Bolas e Letras
Era para ser sobre futebol e livros. Mas há tanto mundo mais, a mente humana dispersa-se perdidamente, o país tem tanto sobre que perorar, eu perco-me de amores bem para lá da bola e das letras: Evas, vinho, amor, amigos, cinema, viagens, eu sei lá!
A inevitável e irrenunciável cenoura
Violando novamente o espírito da silly season, debruço-me sobre a politiquice preferida da silly season, um assunto tão importante e estruturante do futuro da nação que só neste país poderia ser discutido em plena silly season. Silly silly silly. Falo da pretensa intenção da Dr.ª Isabel Alçada em acabar com os chumbos. Não vou filosofar sobre a temática, muito menos debater as várias correntes sócio-educativas que variam entre a fria e eficaz leveza nórdica aos ditames da reguada do antigamente. Vou fazer algo que parece cada vez mais ser desprezado nos dias de hoje. Colocar-me na pele dos alunos e introduzir a minha experiência pessoal por debaixo dessa pele.

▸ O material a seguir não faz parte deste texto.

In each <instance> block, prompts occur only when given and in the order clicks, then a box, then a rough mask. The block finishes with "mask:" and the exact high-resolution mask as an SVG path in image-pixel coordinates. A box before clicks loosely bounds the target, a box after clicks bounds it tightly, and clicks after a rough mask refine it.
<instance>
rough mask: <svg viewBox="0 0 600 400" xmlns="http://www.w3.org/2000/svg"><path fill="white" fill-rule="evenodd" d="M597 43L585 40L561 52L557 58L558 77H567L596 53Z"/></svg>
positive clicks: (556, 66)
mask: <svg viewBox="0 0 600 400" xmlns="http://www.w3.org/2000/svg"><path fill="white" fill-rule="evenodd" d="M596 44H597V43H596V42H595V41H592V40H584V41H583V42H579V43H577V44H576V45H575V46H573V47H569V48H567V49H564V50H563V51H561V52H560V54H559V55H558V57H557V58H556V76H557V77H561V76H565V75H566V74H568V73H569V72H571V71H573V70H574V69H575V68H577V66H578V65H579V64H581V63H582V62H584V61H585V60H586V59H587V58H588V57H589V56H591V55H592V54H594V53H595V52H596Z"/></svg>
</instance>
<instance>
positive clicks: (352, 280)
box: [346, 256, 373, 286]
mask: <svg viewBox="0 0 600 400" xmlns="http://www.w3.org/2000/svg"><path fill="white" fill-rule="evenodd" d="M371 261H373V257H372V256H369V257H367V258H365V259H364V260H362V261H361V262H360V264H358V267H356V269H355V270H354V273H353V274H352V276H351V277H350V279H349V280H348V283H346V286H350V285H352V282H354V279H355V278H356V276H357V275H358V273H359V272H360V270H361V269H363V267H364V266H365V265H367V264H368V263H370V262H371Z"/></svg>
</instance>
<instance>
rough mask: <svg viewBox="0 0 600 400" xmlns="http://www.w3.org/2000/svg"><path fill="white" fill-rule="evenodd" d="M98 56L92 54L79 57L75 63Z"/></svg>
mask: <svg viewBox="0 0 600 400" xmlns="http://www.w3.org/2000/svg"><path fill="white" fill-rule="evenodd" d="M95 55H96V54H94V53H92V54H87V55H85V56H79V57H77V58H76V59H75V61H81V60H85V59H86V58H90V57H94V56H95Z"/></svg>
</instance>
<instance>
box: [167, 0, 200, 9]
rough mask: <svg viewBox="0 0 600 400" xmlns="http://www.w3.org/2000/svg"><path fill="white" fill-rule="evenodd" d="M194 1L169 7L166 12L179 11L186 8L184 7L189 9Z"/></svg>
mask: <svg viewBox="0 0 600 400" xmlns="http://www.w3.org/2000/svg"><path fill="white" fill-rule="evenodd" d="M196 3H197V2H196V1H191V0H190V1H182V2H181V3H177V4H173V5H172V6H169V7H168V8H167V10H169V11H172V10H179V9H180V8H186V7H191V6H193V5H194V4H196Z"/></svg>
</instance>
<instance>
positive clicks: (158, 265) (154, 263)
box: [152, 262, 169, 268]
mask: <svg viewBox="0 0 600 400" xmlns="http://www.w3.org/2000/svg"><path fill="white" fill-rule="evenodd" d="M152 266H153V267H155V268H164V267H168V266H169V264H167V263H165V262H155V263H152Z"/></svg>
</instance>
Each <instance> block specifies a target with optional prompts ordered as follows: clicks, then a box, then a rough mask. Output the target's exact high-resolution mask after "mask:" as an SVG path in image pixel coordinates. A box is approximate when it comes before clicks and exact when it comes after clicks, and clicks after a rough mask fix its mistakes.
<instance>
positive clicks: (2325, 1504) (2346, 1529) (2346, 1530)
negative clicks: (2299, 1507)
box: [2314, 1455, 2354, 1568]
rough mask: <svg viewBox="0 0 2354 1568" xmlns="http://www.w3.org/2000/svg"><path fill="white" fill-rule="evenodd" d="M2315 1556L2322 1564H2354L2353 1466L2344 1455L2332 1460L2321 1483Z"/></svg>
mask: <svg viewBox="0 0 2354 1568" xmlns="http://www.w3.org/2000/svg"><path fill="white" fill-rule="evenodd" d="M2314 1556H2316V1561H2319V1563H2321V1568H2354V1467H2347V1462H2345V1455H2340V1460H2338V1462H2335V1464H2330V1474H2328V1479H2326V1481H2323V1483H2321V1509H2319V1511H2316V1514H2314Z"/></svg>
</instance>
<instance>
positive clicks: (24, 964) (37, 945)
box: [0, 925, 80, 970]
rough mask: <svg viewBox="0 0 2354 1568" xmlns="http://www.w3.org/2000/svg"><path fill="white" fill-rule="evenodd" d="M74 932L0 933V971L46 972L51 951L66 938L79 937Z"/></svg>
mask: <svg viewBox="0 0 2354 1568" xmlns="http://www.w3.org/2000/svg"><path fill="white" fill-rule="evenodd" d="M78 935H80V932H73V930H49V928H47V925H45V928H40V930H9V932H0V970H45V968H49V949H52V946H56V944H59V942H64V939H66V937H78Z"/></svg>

Ok, mergulho dado, voltei aos anos 80 e sou agora um aluno que passa pela preparatória e o secundário. Sou bom aluno, utilizo mais a atenção nas aulas do que o estudo para cumprir o meu principal objectivo ano após ano: passar o ano e, se possível, tirar boas notas. Imagino que me tiraram a cenoura, que o fantasma do chumbo deixa de me perseguir e de me atazanar nos pesadelos pré-testes/exames e caio no vazio. Aos 11 anos, aos 14 anos, quem me vai fazer crer que devo estudar para me preparar para uma futura profissão, para assegurar o sustento da vida independente que inevitavelmente irá surgir, quem me convence que o amor pela cultura, as letras e os números são mais decisivos e relevantes para este jovem estouvado do que o futebol pelos cimentos do bairro, do que o ZX Spectrum, do que o bate pé nas traseiras da escola? Eu que tive como professora da minha vida a co-autora dos livros “Uma Aventura” escritos pela Senhora Ministra (a fantástica professora Ana Maria Magalhães), acho que está tudo muito perto de se entregar à irracionalidade e ao profundo desconhecimento da realidade lusitana. E o país, ansioso pelos impulsos dos seus governantes, dá desgovernados passos em frente, sempre em direcção ao abismo, sempre a brincar com o perigoso exercício que é equilibrar-se na corda bamba. Até que a corda rebente ou que o pé falhe. Até que caiamos em nós.